Chaque mention honorable des figures emblématiques du cinéma ou même des nouveaux talents révélés cette année est suivie d'applaudissements. Kenza fait partie du lot. Le présentateur nous charrie sur notre séparation, sa réaction lors de notre dernière émission et nous demande si ce n'est pas trop malaisant d'être assis ensemble.
Kenza secoue la tête et offre un sourire radieux à la caméra, comme si elle ne venait pas de me lancer une pique. Elle est terrifiante.
Le présentateur cesse enfin de s'acharner sur nous et passe à quelqu'un d'autre. Plus après plus de quinze minutes, il annonce la première catégorie et invite un couple de présentateurs formé d'une chanteuse et d'un ancien catcheur pour annoncer les gagnants du meilleur film d'animation.
Les films candidats passent un après l'autre sur l'écran derrière eux, histoire de créer du suspense et enfin, un film d'animation japonaise remporte l'Oscar.
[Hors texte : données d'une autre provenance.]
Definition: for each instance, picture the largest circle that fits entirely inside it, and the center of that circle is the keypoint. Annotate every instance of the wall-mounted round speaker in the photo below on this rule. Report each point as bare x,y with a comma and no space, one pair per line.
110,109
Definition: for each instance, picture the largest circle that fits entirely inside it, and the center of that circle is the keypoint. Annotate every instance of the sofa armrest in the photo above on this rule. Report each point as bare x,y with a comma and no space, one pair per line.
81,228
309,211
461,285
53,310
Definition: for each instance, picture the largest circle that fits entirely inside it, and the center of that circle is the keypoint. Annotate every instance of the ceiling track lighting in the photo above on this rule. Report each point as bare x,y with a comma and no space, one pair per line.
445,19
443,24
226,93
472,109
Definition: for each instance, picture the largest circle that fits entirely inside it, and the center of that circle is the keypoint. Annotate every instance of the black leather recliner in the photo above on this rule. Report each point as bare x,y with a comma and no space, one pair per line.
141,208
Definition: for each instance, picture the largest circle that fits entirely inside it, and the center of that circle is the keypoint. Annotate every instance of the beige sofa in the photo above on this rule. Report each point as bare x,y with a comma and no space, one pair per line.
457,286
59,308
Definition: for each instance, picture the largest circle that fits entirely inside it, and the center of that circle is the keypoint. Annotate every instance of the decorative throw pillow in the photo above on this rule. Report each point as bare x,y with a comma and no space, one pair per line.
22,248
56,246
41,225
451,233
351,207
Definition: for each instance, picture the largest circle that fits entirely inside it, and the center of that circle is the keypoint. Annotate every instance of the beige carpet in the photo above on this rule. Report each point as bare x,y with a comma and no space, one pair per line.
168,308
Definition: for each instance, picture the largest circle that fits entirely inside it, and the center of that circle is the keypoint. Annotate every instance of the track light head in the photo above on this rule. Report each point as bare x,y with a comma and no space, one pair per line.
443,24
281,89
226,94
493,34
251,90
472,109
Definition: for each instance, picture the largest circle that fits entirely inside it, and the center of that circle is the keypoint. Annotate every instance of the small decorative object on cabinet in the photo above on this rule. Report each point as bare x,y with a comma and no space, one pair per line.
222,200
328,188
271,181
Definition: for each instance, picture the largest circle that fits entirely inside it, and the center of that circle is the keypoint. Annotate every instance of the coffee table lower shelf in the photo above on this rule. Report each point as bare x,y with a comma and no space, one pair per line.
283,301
Le réalisateur se lève sous les applaudissements et va sur scène où il faut un court discours avant de la quitter.
Puis, déjà, c'est le premier entracte. Un orchestre commence à jouer alors que chez le téléspectateur une publicité vient sans doute d'être lancée. Les personnes présentes profitent de ce moment où les caméras ne sont plus braquées sur elles pour aller féliciter personnellement l'équipe gagnante du premier oscar de la soirée.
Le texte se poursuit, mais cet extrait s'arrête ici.